From a technical perspective Clue as a piece of cinematic work is not too spectacular. Camera work seems to be fairly basic. And there is an utter absence of special affects. Although, having said that, Clue does not require apparent special affects or complex camera work to carry itself off. What it really needed was a good screen play. We have John Landis (writer) and Jonathan Lynn (screen play writer) to blame for the lack of this.
Towards the end of this film (instead of being on the edge of your seat, as you would hope for a murder mystery) you find yourself blankly staring at the screen in distaste; disappointment washing over you. Although you do feel slightly curious about how the film will resolve. There is quite a build up towards who did it, and you feel a sense of intrigue creeping over you. I don’t know for certain whether or not this is just because you want the film to end, and an excuse to stop watching. Or if it’s a genuine want to know how it ends.

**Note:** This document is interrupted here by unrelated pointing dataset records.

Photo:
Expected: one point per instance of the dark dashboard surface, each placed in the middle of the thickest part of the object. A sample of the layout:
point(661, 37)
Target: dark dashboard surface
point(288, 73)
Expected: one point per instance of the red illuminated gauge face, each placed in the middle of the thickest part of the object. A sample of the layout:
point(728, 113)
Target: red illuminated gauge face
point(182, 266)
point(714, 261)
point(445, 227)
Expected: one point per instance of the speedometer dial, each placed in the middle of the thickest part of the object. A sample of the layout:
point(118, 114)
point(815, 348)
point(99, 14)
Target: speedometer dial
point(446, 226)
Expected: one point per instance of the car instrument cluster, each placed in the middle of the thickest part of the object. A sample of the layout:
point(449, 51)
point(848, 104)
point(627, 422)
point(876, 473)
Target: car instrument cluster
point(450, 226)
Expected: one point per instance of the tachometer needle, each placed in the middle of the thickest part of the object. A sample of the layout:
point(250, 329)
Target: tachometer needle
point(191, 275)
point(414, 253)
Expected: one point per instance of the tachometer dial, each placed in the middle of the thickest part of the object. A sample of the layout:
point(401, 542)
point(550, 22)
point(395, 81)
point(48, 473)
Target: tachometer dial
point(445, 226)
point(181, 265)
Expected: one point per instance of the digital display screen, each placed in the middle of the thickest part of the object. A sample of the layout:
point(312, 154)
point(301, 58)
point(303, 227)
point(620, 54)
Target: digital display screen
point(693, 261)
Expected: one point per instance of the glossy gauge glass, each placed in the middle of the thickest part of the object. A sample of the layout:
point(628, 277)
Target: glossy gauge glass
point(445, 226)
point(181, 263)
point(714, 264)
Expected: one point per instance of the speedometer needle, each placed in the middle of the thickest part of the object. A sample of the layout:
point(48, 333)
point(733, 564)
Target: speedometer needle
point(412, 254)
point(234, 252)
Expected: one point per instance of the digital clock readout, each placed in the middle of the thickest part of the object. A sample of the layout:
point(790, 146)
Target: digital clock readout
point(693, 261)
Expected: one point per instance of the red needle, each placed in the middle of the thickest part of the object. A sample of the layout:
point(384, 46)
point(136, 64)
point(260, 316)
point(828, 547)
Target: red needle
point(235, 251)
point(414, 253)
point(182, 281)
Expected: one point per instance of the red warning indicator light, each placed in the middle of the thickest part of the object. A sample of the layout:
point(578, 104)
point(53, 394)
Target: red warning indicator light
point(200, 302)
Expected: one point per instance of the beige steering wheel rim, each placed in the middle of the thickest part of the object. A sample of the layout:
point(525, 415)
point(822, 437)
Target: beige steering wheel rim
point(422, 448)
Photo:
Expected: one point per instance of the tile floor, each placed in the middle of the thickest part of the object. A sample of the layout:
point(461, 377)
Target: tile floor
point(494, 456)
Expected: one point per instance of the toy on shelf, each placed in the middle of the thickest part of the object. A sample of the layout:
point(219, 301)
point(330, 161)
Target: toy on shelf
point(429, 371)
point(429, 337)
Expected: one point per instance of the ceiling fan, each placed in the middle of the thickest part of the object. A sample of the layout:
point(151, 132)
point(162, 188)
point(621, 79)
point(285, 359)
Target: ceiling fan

If that is so, then John Landis and Jonathan Lynn did have one very good idea. When you buy the DVD it comes with three possible endings. All depicting different ways the film could have ended. And as you watch them you wonder if the film was made knowingly, and the incredible shocking cliches, and breathtakingly cheesy jokes where put in on purpose, so as to make it almost a spoof of itself.
Considering this, its a pity that this was not more evident thoughout the film, and also that this idea wasn’t actually funny, nor clever. If it had been the film would have had quite an enjoyable edge to it.
Finally I conclude that I would enjoy carrying on with this rant on how bad Clue is. But I am sure I have already dissuaded you from watching this cinematic disaster. So I feel any further slandering is unnecessary.